Прошли сутки. Путешественники доели взятую с собой буханку хлеба, закусывая сырой мороженой медвежатиной. Охкурго нарезал её тончайшими стружками и чуть подсаливал. Получилось дорожное северное блюдо — строганина. Вместо чая — снег. О костре не приходилось и думать: из пещеры и носа не высунешь. Даже через толстый слой снега доносился голос задурившей стихии.
…Весенние пурги коротки, а эта затянулась. Снова спали, разговаривали, ели и, конечно, ждали. Ждали, когда она утихнет — непогодь. Кухлянка хоть и сшита из двойной оленьей шкуры — мехом внутрь и наружу, — но холод всё равно пробирал. Лангенёк тоже мёрз. Поскуливая, он жался к хозяину.
Надоела темень. И не встать, не повернуться. А вверху всё воет и воет… Время будто остановилось.
Однажды, проснувшись, Охкурго не мог понять — ночь или день. И тихо. Он испугался.
«Неужели так занесло! Не вылезти. Задохнёмся!» Судорожно принялся пробивать снеговую стену…
Брызнул яркий свет — и Охкурго обмяк.
Лангенёк прыжком врезался в пролом и выскочил наружу.
Охкурго выпрямился. Вот как — по шею в сугробе. А над ним весь мир — светлый, сияющий, огромный.
Ом медленно поднял руки и, откинув малахай, подставил солнцу цвета вороного крыла волосы…
— Однако, отпуржило, — сказал, точно как отец. — Почаевать бы…
Взобравшись на спину медведя, Охкурго осмотрелся. Где же кедрач? Ни кустика… Там, где раньше чернела заросль, — рыхлые волнистые гребни.
Он шагнул и тут же провалился. Попробовал ещё — и опять по шею. Следом, взвывая, лез Лангенёк.
«Как же теперь добираться до бригады?» Охкурго и про чай забыл. Сел в сугроб и уткнулся головой в колени.
Жалобно заскулил Лангенёк и полез мордой в лицо. Охкурго обнял собаку.
— Ну что ты, что? — Ему стало жаль пса больше, чем самого себя. — А ты не бойся, — успокаивал он четвероногого товарища.
И вдруг Охкурго встрепенулся: «А медведь?! За ним же вернутся… Не ради баловства убили. Туша даже не укрыта.
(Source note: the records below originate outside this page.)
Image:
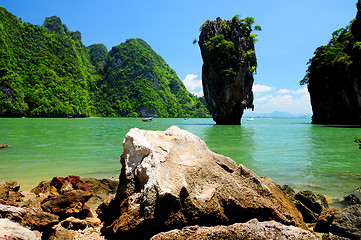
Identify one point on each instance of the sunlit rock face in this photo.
(170, 179)
(334, 77)
(229, 61)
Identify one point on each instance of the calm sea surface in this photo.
(288, 150)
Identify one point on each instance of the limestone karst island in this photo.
(107, 142)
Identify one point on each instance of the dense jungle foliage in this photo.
(46, 71)
(148, 86)
(337, 60)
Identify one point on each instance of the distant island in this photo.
(46, 71)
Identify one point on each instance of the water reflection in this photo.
(334, 160)
(232, 141)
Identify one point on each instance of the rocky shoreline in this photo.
(172, 186)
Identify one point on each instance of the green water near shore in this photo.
(288, 150)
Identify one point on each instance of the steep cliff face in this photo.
(44, 71)
(229, 61)
(138, 82)
(334, 77)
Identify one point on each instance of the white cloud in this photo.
(283, 91)
(258, 88)
(191, 82)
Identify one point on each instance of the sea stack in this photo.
(334, 77)
(229, 61)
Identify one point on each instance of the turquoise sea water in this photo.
(288, 150)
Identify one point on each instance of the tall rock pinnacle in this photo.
(229, 61)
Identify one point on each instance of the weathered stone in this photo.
(171, 179)
(68, 204)
(335, 87)
(310, 205)
(13, 231)
(74, 224)
(345, 223)
(250, 230)
(29, 217)
(288, 191)
(308, 215)
(61, 234)
(103, 190)
(6, 187)
(330, 236)
(350, 200)
(44, 187)
(227, 74)
(314, 201)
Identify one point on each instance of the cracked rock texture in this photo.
(170, 179)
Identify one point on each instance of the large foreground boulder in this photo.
(29, 217)
(253, 229)
(13, 231)
(171, 179)
(345, 223)
(229, 61)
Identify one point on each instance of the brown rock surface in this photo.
(345, 223)
(29, 217)
(253, 230)
(13, 231)
(171, 179)
(71, 203)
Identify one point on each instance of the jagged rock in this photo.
(9, 192)
(288, 191)
(74, 223)
(6, 187)
(310, 205)
(314, 201)
(61, 234)
(330, 236)
(102, 189)
(29, 217)
(350, 200)
(251, 230)
(13, 231)
(345, 223)
(71, 203)
(227, 74)
(333, 77)
(171, 179)
(44, 187)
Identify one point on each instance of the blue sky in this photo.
(291, 31)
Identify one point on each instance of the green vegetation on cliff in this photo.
(46, 71)
(138, 82)
(43, 71)
(335, 59)
(334, 77)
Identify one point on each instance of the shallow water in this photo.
(288, 150)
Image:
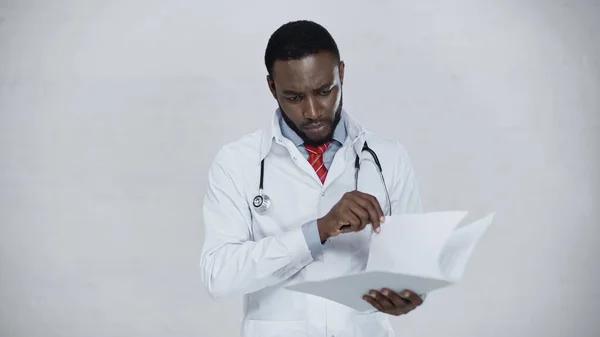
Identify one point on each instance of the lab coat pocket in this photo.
(264, 328)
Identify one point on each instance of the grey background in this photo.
(111, 112)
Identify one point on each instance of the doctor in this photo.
(287, 204)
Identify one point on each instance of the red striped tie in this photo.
(315, 158)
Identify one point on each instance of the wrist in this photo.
(322, 233)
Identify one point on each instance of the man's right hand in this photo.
(351, 214)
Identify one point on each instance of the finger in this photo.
(366, 203)
(412, 297)
(350, 222)
(385, 302)
(377, 207)
(373, 302)
(361, 213)
(398, 301)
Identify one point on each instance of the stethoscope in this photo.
(262, 202)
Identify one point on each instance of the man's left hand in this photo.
(393, 303)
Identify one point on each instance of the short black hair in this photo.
(296, 40)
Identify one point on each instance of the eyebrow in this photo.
(322, 87)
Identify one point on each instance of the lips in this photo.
(314, 126)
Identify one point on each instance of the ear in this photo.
(271, 85)
(341, 67)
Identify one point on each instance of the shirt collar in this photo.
(354, 133)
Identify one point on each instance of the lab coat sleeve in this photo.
(232, 263)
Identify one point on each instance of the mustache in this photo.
(314, 123)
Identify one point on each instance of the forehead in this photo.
(310, 72)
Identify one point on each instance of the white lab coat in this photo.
(255, 255)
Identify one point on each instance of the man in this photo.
(317, 224)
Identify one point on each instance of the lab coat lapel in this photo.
(344, 158)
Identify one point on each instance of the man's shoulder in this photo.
(385, 144)
(238, 152)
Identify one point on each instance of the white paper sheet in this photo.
(420, 252)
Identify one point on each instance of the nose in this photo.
(312, 109)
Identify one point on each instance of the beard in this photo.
(315, 142)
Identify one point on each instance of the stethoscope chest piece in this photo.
(261, 203)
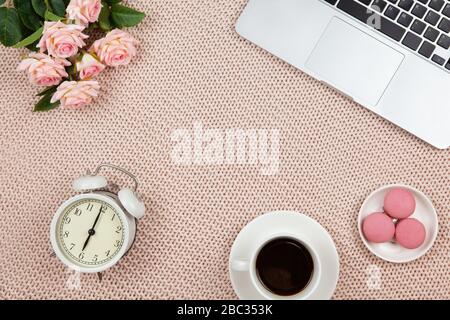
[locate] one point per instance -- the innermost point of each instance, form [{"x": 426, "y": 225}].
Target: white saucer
[
  {"x": 285, "y": 222},
  {"x": 390, "y": 251}
]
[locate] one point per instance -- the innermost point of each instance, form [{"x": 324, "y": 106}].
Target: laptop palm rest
[{"x": 354, "y": 62}]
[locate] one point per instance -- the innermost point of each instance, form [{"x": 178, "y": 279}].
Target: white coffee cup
[{"x": 249, "y": 265}]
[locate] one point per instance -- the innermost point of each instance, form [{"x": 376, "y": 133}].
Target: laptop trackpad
[{"x": 354, "y": 62}]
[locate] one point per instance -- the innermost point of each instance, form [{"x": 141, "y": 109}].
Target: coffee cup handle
[{"x": 240, "y": 265}]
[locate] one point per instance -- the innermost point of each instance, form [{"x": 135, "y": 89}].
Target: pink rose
[
  {"x": 89, "y": 67},
  {"x": 84, "y": 11},
  {"x": 116, "y": 48},
  {"x": 61, "y": 40},
  {"x": 44, "y": 70},
  {"x": 75, "y": 95}
]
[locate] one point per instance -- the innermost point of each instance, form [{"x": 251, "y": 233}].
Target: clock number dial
[{"x": 106, "y": 238}]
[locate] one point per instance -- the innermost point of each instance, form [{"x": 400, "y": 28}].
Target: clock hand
[{"x": 91, "y": 231}]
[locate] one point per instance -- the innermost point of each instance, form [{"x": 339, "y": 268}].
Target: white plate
[
  {"x": 425, "y": 213},
  {"x": 285, "y": 222}
]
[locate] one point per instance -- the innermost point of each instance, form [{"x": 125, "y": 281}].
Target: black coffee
[{"x": 284, "y": 266}]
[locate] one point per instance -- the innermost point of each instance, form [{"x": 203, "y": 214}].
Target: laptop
[{"x": 390, "y": 56}]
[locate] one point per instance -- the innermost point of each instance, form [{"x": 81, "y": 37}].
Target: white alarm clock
[{"x": 92, "y": 231}]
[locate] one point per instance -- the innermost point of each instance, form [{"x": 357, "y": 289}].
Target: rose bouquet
[{"x": 56, "y": 32}]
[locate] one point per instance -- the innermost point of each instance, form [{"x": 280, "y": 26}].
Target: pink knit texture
[{"x": 192, "y": 66}]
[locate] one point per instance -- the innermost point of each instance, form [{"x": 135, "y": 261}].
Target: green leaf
[
  {"x": 49, "y": 90},
  {"x": 45, "y": 105},
  {"x": 10, "y": 26},
  {"x": 30, "y": 39},
  {"x": 58, "y": 7},
  {"x": 39, "y": 7},
  {"x": 26, "y": 13},
  {"x": 52, "y": 17},
  {"x": 103, "y": 20},
  {"x": 125, "y": 17}
]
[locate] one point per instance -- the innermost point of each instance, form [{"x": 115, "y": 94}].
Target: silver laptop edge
[{"x": 364, "y": 64}]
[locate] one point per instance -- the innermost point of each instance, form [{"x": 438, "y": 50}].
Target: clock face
[{"x": 90, "y": 232}]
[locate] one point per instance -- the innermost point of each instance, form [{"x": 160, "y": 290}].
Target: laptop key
[
  {"x": 447, "y": 66},
  {"x": 444, "y": 41},
  {"x": 405, "y": 19},
  {"x": 379, "y": 5},
  {"x": 427, "y": 49},
  {"x": 419, "y": 10},
  {"x": 365, "y": 15},
  {"x": 406, "y": 4},
  {"x": 412, "y": 41},
  {"x": 438, "y": 59},
  {"x": 431, "y": 34},
  {"x": 392, "y": 12},
  {"x": 444, "y": 25},
  {"x": 432, "y": 17},
  {"x": 418, "y": 26},
  {"x": 436, "y": 4}
]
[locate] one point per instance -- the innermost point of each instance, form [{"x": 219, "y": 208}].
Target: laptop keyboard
[{"x": 423, "y": 26}]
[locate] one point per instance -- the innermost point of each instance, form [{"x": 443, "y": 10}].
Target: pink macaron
[
  {"x": 410, "y": 233},
  {"x": 399, "y": 203},
  {"x": 378, "y": 227}
]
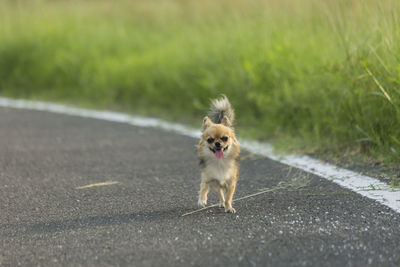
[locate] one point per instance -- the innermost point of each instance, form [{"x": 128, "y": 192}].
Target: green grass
[{"x": 313, "y": 76}]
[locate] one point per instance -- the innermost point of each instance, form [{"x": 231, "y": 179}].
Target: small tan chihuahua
[{"x": 218, "y": 152}]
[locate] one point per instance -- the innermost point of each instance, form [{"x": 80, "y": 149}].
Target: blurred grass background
[{"x": 312, "y": 76}]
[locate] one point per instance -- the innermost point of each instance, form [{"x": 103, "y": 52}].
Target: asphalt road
[{"x": 46, "y": 219}]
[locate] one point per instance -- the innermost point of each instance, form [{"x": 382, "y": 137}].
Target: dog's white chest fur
[{"x": 219, "y": 169}]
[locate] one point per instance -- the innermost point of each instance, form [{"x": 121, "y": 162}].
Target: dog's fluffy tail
[{"x": 220, "y": 108}]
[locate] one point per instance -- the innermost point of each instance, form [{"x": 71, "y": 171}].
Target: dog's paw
[
  {"x": 202, "y": 203},
  {"x": 230, "y": 210}
]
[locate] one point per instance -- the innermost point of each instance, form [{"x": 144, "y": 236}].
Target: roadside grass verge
[{"x": 320, "y": 77}]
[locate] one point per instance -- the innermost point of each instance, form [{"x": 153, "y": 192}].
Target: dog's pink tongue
[{"x": 219, "y": 154}]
Значит, скоро приедут!..»
От сердца отлегло.
Охкурго по-хозяйски пересчитал спички и упрятал их в кожаный мешочек, прикреплённый на поясе рядом с ножом. Потряс котомку — ни крошки хлеба, ни соли.
«Ничего, с медвежьим мясом жить можно», — утешился.
И верно, медведь кормил исправно…
Миновали ещё сутки, и ещё. Снова начало одолевать беспокойство. Оно нарастало. Дни сделались бесконечно длинными. Хотелось плакать…
«Вернётся охотник, обязательно вернётся, — убеждал себя Охкурго. — Наверное, ждёт наст, чтобы ехать легче».